In den zwanzig Jahren die ich im Bereich Office-Templates arbeite, ist mir immer wieder die Frage nach anderen Bürosoftwares gestellt worden. Mal ging es um ganze Pakete wie StarOffice oder OpenOffice, mal wurde plattformorientiert diskutiert (Linux oder MacOS mit der iWork-Suite), mal konkret Spezialanwendungen (Prezi) ins Gespräch gebracht.
Aktuell in der Covid-19-Situation (Stand Mai 2020) häufen sich Fragen zur Google-Suite als Alternative, da viele Nutzer die Optionen für entferntes und kooperatives Arbeiten an Dokumenten hier intuitiver und angenehmer empfingen als bei Nutzung von Microsoft-Teams. Ich kann ehrlicherweise wenig zum Thema kooperatives Bearbeiten sagen, habe aber eine fundierte Meinung zu anderen Aspekten:
- Alle Programme haben ihre Vor- und Nachteile — auch Microsoft Office hat ärgerliche Macken oder Fehlleistungen (über einige habe ich hier ja schon geschrieben).
- Microsoft Office darf sich dennoch als Platzhirschen betrachten, denn:
A) die Dateiformate von Excel, PowerPoint und Word sind Quasi-Standard und können von allen Alternativen gelesen, verarbeitet und mit wenig Einschränkungen auch ausgegeben werden.
B) Alle 4 bis 5 Jahre wurde bisher eine andere Suite als Alternative ins Spiel gebracht. Konkurrent war aber immer Microsoft, Know-how hier scheint also nachhaltig gefordert zu sein. - Grundsätzlich ist dabei die Programmlogik identisch in allen Textverarbeitungsprogrammen, in allen Tabellenkalkulationsprogrammen und in allen Präsentationsprogrammen (Prezi ist da etwas außen vor). Wer eine Textverarbeitungs-Software wirklich beherrscht, dem fällt es leicht sich auf ein anderes gleichwertiges Tool einzulassen und ggf. Workarounds für fehlende Funktionen zu finden.

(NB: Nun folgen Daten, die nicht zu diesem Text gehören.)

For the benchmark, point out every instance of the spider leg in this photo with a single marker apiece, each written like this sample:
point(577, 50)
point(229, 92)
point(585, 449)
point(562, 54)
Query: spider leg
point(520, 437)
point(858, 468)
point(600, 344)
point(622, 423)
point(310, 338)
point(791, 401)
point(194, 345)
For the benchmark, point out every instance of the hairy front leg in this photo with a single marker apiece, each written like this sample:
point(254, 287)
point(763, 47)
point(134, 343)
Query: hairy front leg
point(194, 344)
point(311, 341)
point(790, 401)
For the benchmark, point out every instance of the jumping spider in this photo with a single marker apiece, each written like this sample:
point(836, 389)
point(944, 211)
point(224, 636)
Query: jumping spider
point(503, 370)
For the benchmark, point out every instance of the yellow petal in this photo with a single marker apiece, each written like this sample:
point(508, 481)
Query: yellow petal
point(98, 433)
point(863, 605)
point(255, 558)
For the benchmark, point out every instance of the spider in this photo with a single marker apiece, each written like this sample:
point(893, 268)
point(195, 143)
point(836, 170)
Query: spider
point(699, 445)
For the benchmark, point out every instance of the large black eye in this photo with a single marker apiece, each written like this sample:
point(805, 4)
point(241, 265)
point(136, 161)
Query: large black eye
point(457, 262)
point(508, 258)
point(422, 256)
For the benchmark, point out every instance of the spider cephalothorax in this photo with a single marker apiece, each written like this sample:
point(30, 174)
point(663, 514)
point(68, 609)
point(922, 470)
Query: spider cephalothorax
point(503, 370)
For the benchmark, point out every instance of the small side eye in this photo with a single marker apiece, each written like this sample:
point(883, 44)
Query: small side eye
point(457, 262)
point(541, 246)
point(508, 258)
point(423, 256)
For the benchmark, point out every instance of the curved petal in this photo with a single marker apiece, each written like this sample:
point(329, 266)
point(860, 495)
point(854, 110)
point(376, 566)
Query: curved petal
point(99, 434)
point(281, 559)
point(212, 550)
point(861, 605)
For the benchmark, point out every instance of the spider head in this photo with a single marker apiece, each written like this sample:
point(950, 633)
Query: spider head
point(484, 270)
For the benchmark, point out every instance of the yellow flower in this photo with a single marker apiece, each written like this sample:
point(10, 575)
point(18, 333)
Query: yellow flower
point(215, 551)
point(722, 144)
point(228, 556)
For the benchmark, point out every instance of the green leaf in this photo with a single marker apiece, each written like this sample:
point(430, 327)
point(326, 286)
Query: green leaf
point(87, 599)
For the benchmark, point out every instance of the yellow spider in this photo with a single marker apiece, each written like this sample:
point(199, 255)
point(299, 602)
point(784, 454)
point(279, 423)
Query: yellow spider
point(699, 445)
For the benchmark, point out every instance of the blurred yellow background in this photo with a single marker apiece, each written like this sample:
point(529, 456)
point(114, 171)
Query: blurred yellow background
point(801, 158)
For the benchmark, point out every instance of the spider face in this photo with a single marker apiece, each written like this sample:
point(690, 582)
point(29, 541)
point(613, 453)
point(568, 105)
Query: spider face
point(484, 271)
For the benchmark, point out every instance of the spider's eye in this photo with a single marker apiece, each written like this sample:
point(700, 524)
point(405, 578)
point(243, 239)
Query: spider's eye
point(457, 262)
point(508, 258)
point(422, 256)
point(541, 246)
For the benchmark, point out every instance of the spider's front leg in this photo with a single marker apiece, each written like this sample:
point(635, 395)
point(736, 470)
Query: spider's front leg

Was bedeutet dies konkret für Google Docs?
Für die rein inhaltliche Arbeit hat der Wechsel von Word zu Google Docs wenig Auswirkungen. In meinem Spezialgebiet: »gestaltungskontrolliertes und effizientes Arbeiten bis hin zur Satzreife« – zeigt Google Docs jedoch einige Schwächen:
- Die Auswahl der Schriftarten ist eingeschränkt, viele hochwertige Satzschriften lassen sich in Google Docs nicht integrieren.
- Die Anzahl von Formatvorlagen die nicht gestaltungsgeschulten Anwendern cd-konformes Arbeiten überhaupt erst ermöglicht ist eingeschränkt.
- Einige Automatiken die Word auf Knopfdruck bereithält, benötigen in Google Docs zwei oder mehr Eingriffe oder liegen gar nicht als Automatik vor, sondern müssen manuell erarbeitet werden.
- Google Docs stellt nur beschränkt interne Verweise zur Verfügung. Beispielsweise kann nur ein Verzeichnis pro Dokument verwaltet werden, bei wissenschaftlichen Dokumentationen braucht man aber meistens 5: Inhalts-, Abbildungs-, Quellen-, Tabellen- und Literaturverzeichnis.
- Einige Optionen lassen sich durch verschiedene Add-ins nachrüsten. Es widerspricht aber dem intuitiven, kooperativem Arbeiten, wenn man erstmal festlegen muss, welche Add-ins verwendet werden können und schlimmstenfalls das Fehlen eines Add-ins die Bearbeitung der Datei sogar behindert.
Mein Fazit (Mai 2020) ist:
Google Docs ist eher für einen redaktionellen Workflow geeignet, also: erster Schritt Erstellung und Abstimmung der Inhalte bis Redaktionsschluss. Im zweiten Schritt dann das »Gießen« in eine CD-gerechte Form – üblicherweise dann eher in einem Satzprogramm wie InDesign.
Bei einem integrativen Workflow, also Erstellung und Bearbeitung der Inhalte in einem kooperativen Prozess bei gleichzeitiger Berücksichtigung/Anwendung der formalen Designaspekte, kann Google Docs Word (noch) nicht das Wasser reichen, bzw. man muss Design- und technische Ansprüche deutlich reduzieren.